I forgive you for asking me to drive your car to the shop to have the brakes adjusted and neglecting to tell me that the brakes were like gone and that shifting into second gear would put the car into reverse.
I forgive you for trashing my turntable and my easel and my guitar and miscellaneous other gear that offended you for no other reason than that it was mine.
I forgive you for what I discovered the night the ice storm downed power lines and trees and unleashed a torrent of pigs from a farm down the road who rooted up every bulb I’d ever planted, something I could perhaps have curtailed if I could have seen them with a flashlight instead of only hearing them.
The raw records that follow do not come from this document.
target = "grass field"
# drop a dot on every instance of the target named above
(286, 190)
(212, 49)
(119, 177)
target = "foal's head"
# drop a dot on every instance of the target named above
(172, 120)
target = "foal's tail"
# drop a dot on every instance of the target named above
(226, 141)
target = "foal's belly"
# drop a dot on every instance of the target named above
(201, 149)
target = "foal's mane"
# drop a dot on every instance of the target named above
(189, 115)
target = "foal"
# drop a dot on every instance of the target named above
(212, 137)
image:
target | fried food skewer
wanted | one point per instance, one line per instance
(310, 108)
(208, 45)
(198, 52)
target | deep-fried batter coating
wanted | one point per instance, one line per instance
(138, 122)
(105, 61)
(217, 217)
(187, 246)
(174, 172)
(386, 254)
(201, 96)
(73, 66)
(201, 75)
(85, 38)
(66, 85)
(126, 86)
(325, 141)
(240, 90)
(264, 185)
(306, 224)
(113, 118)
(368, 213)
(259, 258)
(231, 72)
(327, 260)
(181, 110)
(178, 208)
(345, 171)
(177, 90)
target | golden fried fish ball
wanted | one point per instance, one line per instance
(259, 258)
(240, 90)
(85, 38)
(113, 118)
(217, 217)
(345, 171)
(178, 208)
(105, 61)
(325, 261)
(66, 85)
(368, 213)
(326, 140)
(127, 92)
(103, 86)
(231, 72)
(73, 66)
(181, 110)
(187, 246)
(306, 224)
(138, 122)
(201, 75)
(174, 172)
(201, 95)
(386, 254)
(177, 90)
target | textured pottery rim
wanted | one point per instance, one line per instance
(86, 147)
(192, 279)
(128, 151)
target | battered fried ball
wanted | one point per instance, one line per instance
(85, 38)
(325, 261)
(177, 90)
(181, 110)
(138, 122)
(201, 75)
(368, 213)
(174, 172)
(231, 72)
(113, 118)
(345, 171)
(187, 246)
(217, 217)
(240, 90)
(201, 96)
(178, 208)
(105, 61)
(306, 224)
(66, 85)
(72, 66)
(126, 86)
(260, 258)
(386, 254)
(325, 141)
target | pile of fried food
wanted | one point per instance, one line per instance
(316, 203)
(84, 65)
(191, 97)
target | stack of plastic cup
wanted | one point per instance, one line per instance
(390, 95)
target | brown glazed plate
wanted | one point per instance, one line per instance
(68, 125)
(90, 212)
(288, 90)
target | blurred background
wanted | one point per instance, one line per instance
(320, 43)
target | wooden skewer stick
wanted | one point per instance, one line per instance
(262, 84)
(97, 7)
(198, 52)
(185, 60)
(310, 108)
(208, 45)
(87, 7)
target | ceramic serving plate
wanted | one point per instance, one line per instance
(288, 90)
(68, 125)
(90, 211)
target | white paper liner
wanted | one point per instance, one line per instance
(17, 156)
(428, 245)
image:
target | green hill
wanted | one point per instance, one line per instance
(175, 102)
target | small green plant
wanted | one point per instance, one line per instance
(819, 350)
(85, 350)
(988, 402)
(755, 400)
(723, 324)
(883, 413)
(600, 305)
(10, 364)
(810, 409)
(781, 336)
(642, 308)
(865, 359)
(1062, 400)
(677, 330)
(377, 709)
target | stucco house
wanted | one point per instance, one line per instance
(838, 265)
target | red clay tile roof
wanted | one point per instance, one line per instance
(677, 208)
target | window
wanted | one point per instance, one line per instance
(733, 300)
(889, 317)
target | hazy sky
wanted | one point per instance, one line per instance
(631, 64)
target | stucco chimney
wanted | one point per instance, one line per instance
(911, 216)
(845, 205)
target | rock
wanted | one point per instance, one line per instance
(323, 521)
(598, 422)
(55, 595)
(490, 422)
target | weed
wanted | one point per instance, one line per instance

It wasn’t just that the batteries in the flashlights were dead but that even when I located the good batteries I couldn’t find a good battery.
Here’s some friendly information for your new life with your new wife: putting dead batteries back in with the good batteries will not recharge them no matter how many dead batteries you try it with.
I forgive you for pissing in the cat box when you were drunk–I understand you just needed to mark your territory.
I forgive you for not even calling me when I was in the hospital, and I understand that you probably thought you didn’t have anything you wanted to say to me and that you certainly didn’t want to hear anything I might have to say then or ever.
However, for future reference, there are some words of a generic sort that don’t require any thought and match your style and can be spoken with very little effort on such occasions almost as one long word that will make it impossible for the other person to say anything at all. You might consider using them in similar circumstances with your new wife or even with the other women and whatnot she probably doesn’t know about yet: Hey baby are you doing ok I hope you are all right and I really want to drive two miles to see you but I’m just constitutionally infuckingcapable of thinking about other people when they are out of my sight.
By the way, the best thing to say wasn’t “I see you’re not dead yet” after the taxi driver helped me hobble up the stairs while you watched from the comfort of your lazy boy.
I won’t even mention several other things, like that I could have used a kind word or two of the sort a decent person would have to spare even for a stranger when people I loved were sick or dying, and I understand that using the phone on such occasions might have interfered with the rather more important activities you engaged in when I was out of town, or, now that I think about it, whenever I was not out of town.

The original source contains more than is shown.